Service user's password unnecessarily updated

Bug #1648677 reported by Billy Olsen
12
This bug affects 1 person
Affects Status Importance Assigned to Milestone
Autopilot Log Analyser
Fix Committed
Undecided
Francis Ginther
Landscape Server
Fix Released
High
Francis Ginther
keystone (Juju Charms Collection)
Fix Released
High
Edward Hope-Morley
nova-compute (Juju Charms Collection)
Won't Fix
High
Unassigned

Bug Description

Whenever the identity-service-relation-changed hook fires, the remote service's/application's password is updated if the user already exists. The service user's password did not change in the relation data, but the keystone charm attempts to update the user password anyway in order to ensure that the password matches the current value.

This causes problems for the nova-compute services. Nova maintains a global neutron client which operates under the nova credentials within the [neutron] section of the nova.conf file. These credentials are only read in on startup of the nova-compute service.

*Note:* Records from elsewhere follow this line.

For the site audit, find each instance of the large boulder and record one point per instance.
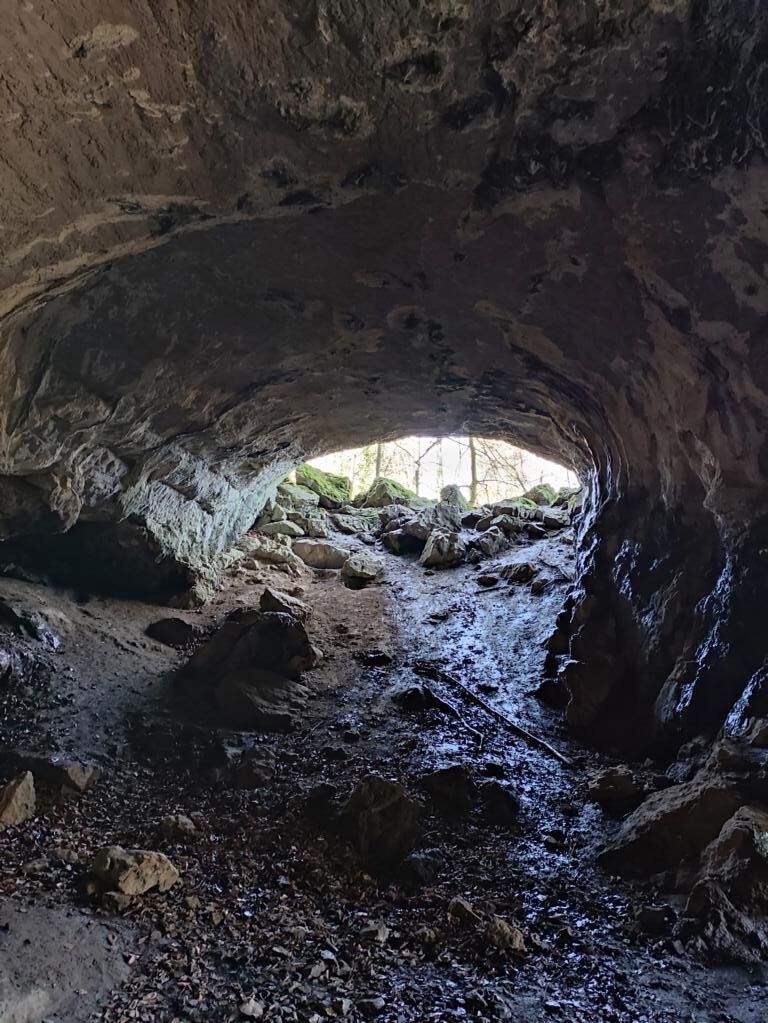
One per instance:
(452, 495)
(381, 819)
(261, 699)
(253, 639)
(671, 826)
(520, 507)
(313, 524)
(174, 632)
(133, 872)
(397, 541)
(491, 542)
(737, 858)
(275, 599)
(443, 549)
(363, 566)
(384, 491)
(332, 490)
(251, 668)
(296, 496)
(282, 528)
(17, 800)
(319, 554)
(542, 493)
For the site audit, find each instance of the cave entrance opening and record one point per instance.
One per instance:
(472, 541)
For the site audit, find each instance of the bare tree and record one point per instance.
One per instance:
(472, 472)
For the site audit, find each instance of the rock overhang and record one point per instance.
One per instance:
(539, 222)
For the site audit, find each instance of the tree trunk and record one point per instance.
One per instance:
(472, 473)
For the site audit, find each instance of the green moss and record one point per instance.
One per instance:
(332, 490)
(385, 491)
(541, 494)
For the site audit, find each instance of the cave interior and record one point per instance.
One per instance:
(241, 236)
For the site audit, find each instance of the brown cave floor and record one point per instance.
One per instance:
(271, 906)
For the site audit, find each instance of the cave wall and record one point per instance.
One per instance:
(238, 235)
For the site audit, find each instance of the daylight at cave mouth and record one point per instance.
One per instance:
(384, 478)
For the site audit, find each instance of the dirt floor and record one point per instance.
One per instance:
(275, 917)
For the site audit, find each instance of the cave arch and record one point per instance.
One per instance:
(233, 259)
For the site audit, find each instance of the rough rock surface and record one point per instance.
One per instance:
(672, 825)
(443, 549)
(133, 872)
(362, 565)
(17, 800)
(318, 554)
(382, 819)
(546, 223)
(275, 599)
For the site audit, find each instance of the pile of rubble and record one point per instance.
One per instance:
(295, 526)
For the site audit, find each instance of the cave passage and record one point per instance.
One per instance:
(385, 757)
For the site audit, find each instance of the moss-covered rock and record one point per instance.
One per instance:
(541, 494)
(331, 489)
(522, 506)
(297, 496)
(452, 493)
(384, 491)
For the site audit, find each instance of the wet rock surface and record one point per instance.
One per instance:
(358, 885)
(528, 239)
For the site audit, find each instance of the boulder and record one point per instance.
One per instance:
(253, 640)
(282, 528)
(553, 519)
(616, 790)
(355, 523)
(381, 819)
(737, 858)
(320, 554)
(362, 565)
(297, 496)
(443, 549)
(451, 789)
(499, 802)
(174, 632)
(332, 490)
(312, 524)
(17, 800)
(517, 507)
(520, 572)
(671, 826)
(255, 768)
(543, 493)
(177, 828)
(260, 699)
(275, 599)
(273, 549)
(470, 519)
(62, 770)
(382, 492)
(566, 496)
(133, 872)
(399, 542)
(491, 542)
(508, 524)
(452, 495)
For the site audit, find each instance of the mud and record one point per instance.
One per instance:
(275, 915)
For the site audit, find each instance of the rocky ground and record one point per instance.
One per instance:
(419, 841)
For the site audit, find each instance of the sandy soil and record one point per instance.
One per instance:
(275, 915)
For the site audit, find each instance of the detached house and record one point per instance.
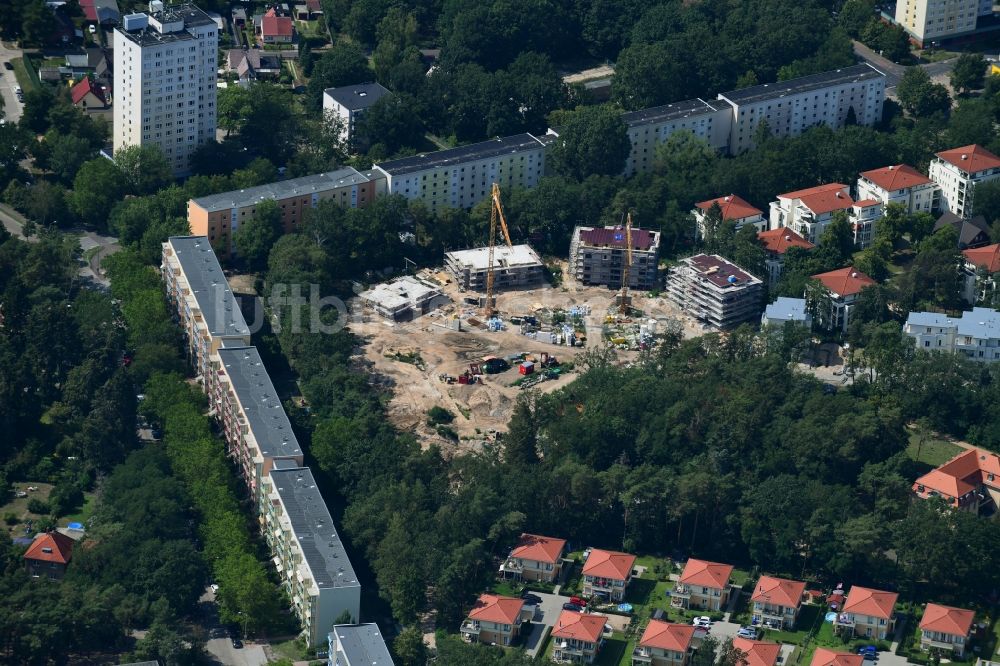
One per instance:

Note: Whenever the password is updated, the token used in this service is revoked and each nova-compute service in the environment must be restarted.

Steps to recreate:

1. juju deploy cloud
2. launch an instance on a nova compute node
3. Wait at least one minute to ensure that the global token has been created
   Note: this 1 minute wait is based on the polling cycle of the heal_instance_info_cache_interval
3. trigger an identity-service-relation-changed hook to fire, e.g.:
   juju run --unit nova-cloud-controller/0 'relation-set -r identity-service:<id> foo=bar'
4. Observe during next polling cycles authentication errors to neutron.

Example on Kilo:

2016-12-09 01:12:21.647 1478 TRACE nova.compute.manager [instance: fa73d9f3-431b-4d1a-a2c9-dd52d2851840] Traceback (most recent call last):
2016-12-09 01:12:21.647 1478 TRACE nova.compute.manager [instance: fa73d9f3-431b-4d1a-a2c9-dd52d2851840] File "/usr/lib/python2.7/dist-packages/nova/compute/manager.py", line 5691, in _heal_instance_info_cache
...
2016-12-09 01:12:21.647 1478 TRACE nova.compute.manager [instance: fa73d9f3-431b-4d1a-a2c9-dd52d2851840] message=message)
2016-12-09 01:12:21.647 1478 TRACE nova.compute.manager [instance: fa73d9f3-431b-4d1a-a2c9-dd52d2851840] NeutronClientException: Authentication required

Changed in keystone (Juju Charms Collection):
importance: Undecided → High
tags: added: openstack
Revision history for this message
Edward Hope-Morley (hopem) wrote :

A bit more info, I have just tried this out and I see that as mentioned, the real password does not change but its record in the keystone database does. This in turn triggers a revocation_event that causes all active tokens for that service user to be revoked. I can only assume that when the password update call is made, keystone and/or mysql is using extra information such as timestamp when encoding the password string and this results in a new record in the database each time the call is made even if the password itself has not changed.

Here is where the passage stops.